Believe it or not, the Giants defense was the biggest issue last season. While the media made it look as though Eli Manning was holding the team back, the defense was truly preventing the team from winning games. The team gave up 25.8 points per game last season – the tenth most of any team in the league.

The offense, on the other hand, was scoring 23.1 points per game – the 16th best in the league. The offense put the team in position to win eight or nine games last year. The defense is what made them finish with only five wins.

The Defense has Improved

The Giants Front Office noticed these issues and made it a priority to address them this offseason. To start, they acquired 23-year-old Safety Jabrill Peppers from Cleveland. They then signed 3x pro-bowler Safety Antoine Bethea in free agency. They also added Edge Rusher Markus Golden, who tallied 12.5 sacks in 2016.

When the draft came, the Giants continued to address the defensive side of the ball. At No. 17 overall, they selected DT Dexter Lawrence, someone who will move the pocket up front. Later that same night, they traded back into round one to select CB Deandre Baker, the recipient of the Jim Thorpe Award in 2018 (best cornerback in college football).
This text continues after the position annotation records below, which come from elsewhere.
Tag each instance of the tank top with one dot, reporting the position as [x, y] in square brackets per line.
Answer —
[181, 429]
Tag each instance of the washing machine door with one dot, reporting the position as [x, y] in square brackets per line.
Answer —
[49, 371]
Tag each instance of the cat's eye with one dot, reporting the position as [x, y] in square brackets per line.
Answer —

In the later rounds, they continued the trend by taking even more defensive players. In round three, they selected DE Oshane Ximines, who recorded 32.5 sacks during his time at Old Dominion. In round four, they selected CB Julian Love, a finalist for the same Jim Thorpe Award that first-round pick Baker won. Round five saw the addition of LB Ryan Connelly, who recorded 89 tackles in 2018.

The Offensive Additions Made This Offseason

The Giants made multiple moves this offseason that will allow the offense to burgeon. Most importantly, they addressed the offensive line. The additions of Guard Kevin Zeitler, Tackle Mike Remmers and the resigning of Jon Halapio will greatly improve the team.

Besides the revamped offensive line, the team also added a veteran receiver, Golden Tate. Tate, entering his ninth season, has been the definition of consistency in his entire career. He has eclipsed at least 795 receiving yards every year since 2013. While he won’t replace Odell Beckham Jr., he will certainly be a solid addition.

A Full Season of Building off of 2018

The Giants’ offense struggled mightily in the first half of last season. During those first eight games, the team averaged just 18.75 points per game. They had no rhythm and looked lost during most drives. They did not know how to utilize the players they had.

The second half of the season was a different story though. In their other eight games, they averaged 27.37 points per game. That is nearly nine more points than in the first half of the season. They discovered how the offense needed to be run, and most importantly, they learned that Saquon Barkley is now the face of the offense.